Both in the days when the Nave ceiling was flat, and from 1903 when the barrel vaulting was introduced, it has been necessary to rely on board walks across the loft space.
These have had no handrails, and if one was unlucky enough to put a foot wrong, there were only half-inch thick plasterboard panels set in a matrix of joists to save one from falling twenty metres to the Nave floor below.
In the photo below, the board walk has been removed as unsafe.
Some of the plasterboard panels have been replaced because original ones were cracked and in danger of falling. Safe access for the contractor to do this was enabled by the use of fall arrest harnesses shackled to a fixed safety line – the latter is shown in the photo.

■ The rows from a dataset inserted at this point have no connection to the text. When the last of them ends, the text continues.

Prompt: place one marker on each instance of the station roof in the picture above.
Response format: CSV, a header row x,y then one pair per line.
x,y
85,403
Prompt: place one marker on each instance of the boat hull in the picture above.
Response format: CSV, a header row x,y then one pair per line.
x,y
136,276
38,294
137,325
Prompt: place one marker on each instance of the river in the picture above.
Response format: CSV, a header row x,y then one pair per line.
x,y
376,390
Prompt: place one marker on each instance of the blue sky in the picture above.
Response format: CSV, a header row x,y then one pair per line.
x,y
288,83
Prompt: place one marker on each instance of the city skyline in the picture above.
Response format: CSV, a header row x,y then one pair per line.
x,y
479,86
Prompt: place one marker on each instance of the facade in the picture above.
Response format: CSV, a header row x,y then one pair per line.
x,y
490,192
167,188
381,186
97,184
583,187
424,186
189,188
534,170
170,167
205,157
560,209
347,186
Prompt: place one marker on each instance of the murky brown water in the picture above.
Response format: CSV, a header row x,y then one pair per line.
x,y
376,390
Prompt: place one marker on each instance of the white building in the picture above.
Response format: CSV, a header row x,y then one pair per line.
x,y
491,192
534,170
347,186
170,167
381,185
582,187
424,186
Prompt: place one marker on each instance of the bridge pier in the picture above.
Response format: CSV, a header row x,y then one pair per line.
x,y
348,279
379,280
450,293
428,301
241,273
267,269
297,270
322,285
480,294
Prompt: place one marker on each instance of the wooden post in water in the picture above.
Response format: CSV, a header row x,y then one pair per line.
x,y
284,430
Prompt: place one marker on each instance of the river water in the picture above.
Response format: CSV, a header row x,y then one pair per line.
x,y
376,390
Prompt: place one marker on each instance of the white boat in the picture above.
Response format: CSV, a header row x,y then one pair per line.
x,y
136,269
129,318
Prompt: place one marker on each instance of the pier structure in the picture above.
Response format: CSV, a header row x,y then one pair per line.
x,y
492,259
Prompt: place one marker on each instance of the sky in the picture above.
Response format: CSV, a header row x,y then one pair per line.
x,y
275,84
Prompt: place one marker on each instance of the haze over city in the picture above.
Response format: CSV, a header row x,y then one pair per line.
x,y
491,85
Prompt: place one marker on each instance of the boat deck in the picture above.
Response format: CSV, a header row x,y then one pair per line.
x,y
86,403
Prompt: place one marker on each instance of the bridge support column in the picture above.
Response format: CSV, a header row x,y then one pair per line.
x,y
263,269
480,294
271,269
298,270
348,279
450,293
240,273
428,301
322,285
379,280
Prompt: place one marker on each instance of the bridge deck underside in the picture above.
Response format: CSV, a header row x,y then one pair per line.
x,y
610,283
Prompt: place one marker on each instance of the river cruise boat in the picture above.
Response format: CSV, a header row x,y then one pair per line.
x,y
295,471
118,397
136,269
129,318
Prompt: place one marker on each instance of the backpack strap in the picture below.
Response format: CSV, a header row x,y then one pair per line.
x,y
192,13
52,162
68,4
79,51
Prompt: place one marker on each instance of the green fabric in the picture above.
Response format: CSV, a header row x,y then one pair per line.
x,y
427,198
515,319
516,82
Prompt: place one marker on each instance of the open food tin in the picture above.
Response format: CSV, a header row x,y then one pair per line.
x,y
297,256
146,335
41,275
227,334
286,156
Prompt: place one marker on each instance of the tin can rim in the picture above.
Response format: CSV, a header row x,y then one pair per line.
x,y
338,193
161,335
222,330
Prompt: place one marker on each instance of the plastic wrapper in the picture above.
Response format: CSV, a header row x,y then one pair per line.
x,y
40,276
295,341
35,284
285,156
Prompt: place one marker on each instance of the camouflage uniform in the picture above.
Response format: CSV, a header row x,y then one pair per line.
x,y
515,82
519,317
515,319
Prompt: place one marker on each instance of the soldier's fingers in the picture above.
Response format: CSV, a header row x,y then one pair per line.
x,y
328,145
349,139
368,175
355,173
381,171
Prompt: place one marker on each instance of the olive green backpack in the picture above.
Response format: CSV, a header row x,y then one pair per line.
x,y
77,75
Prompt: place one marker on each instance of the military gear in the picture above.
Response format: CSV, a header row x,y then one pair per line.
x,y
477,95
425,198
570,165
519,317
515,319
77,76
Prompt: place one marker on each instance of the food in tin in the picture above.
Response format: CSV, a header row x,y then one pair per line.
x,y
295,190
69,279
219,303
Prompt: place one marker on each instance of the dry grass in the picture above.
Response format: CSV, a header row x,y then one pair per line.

The Heritage Lottery Fund grant has provided us with the opportunity to rectify this unsafe access situation by decking out the Nave loft.
300mm x 50mm joists now span between strengthened roof trusses, 300mm thermal insulation has been laid between the joists, and 18mm tongued and grooved plywood has been fixed across the joists to provide a complete, insulated decking solution.
This will enable regular maintenance inspections to be made to check for roof leaks – which over the years have caused damage to roof timbers and decorations.